Was hat Ungarn zu verlieren?

Für Ungarn geht um die Präsidentschaft des Rates der Europäischen Union. Hier geht es also um den Rat, der eines der Gesetzgebungsorgane der EU ist. Er setzt sich aus verschiedenen Räten zusammen, in die jede Regierung ihren für eine bestimmte Politik zuständigen Minister delegiert.

Die amtierende Ratsvorsitzende spielt eine wichtige Rolle bei der Festlegung der Tagesordnung für die Ratssitzungen. Die Sitzungen werden in der Regel immer vom Minister des amtierenden Ratsvorsitzenden geleitet. Er ist auch für die Verbindung zu den anderen EU-Gremien zuständig.

In der Regel spiegeln die Strategien nationale Prioritäten wider. Die EU bietet dafür auch eine Gelegenheit. Ungarns Justizministerin Judit Varga erklärte, dass eine der Hauptprioritäten des ungarischen Ratsvorsitzes die Überwachung der Rechtsstaatlichkeit und der rechtsstaatlichen Grundsätze in der Arbeit der EU-Institutionen sein wird.

Judit Varga, Justizministerin von Ungarn. Foto: MTI Ungarisches Presse- und Informationsamt

Laut Varga „ist das etwas, wovor das Europäische Parlament wirklich Angst haben kann: Wir wollen das System der Kontrolle der Rechtsstaatlichkeit in den EU-Institutionen stärken. Die Rechtsstaatlichkeitsklauseln der Verträge gelten auch für die EU und ihre Institutionen“, schreibt die Ministerin auf ihrer Facebook-Seite.

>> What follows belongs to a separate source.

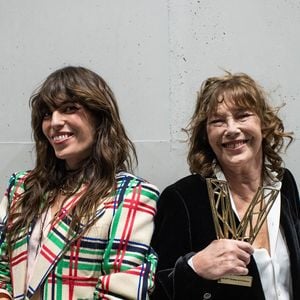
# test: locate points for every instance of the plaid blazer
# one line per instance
(112, 260)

Darüber hinaus zielt die Strategie der ungarischen Regierung darauf ab, den Frieden in der Ukraine und die Erweiterung der EU auf dem Balkan zu fördern. Nach den Worten der Justizministerin hat die ungarische EU-Ratspräsidentschaft im Jahr 2011 noch heute Auswirkungen und wird in der EU als Erfolg gewertet. Dazu erklärte sie noch, dass „Ungarn in der Lage ist, den Ratsvorsitz 2024 organisatorisch und professionell zu führen“, berichtet „euronews“.

Könnte das Szenario realistisch sein?

Die Position der ungarischen Regierung ist: Das Europäische Parlament hat nicht das Recht, sich in die Frage des rotierenden Ratsvorsitzes einzumischen.

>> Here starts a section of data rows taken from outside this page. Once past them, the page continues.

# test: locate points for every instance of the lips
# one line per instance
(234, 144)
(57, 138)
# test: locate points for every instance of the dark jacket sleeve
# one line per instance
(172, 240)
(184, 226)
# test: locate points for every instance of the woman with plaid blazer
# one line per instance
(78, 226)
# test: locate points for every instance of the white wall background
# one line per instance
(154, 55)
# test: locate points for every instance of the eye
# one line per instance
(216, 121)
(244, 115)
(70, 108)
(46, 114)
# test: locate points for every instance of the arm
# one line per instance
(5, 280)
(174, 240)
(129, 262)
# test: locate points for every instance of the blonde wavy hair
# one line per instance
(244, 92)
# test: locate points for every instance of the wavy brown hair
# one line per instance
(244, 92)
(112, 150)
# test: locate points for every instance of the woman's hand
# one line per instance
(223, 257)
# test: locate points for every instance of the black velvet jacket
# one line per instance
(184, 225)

Wenn das Europäische Parlament für den Entschließungsentwurf stimmt, „hat das keine rechtliche Bedeutung“, sagt Ákos Bence Gát, Leiter der Abteilung Kommunikation und Außenbeziehungen des Donau-Instituts und Forscher an der Nationalen Universität für den öffentlichen Dienst Ungarns, in einer vom ungarischen Portal „Index“ veröffentlichten Analyse.

Vielmehr handle es sich Gát zufolge um die politische Meinung des Europäischen Parlaments. Tatsächlich handelt es sich nur um eine Stellungnahme, die nicht bindend sei, weder für die Mitgliedstaaten noch für die anderen Mitglieder des institutionellen Systems – einschließlich der Europäischen Kommission und des Rates der Europäischen Union.

Norbert Tóth, ein internationaler Jurist, sagte in einer anderen ungarischen Analyse der „Infostart“, dass das Europäische Parlament zwar nicht in der Lage sei, die Entscheidung zu beeinflussen, dass es aber im Prinzip immer noch Änderungen geben könne.

Ihm zufolge könnte der Europäische Rat die Reihenfolge der Ratspräsidentschaften mit qualifizierter Mehrheit ändern. In dem Fall würde der Ministerrat die Durchführungsbestimmungen erlassen. Das sei jedoch nicht realistisch, da für dieses Verfahren nur ein Monat zur Verfügung stehen würde. Die andere Lösung, so der Experte, wäre ein „Rote-Karte-Schritt“ im Rechtsstaatsverfahren nach Artikel 7 gegen Ungarn. Dazu wäre ein einstimmiges Votum im Europäischen Rat erforderlich, doch auch hierzu sieht der Jurist keine realistische Chance.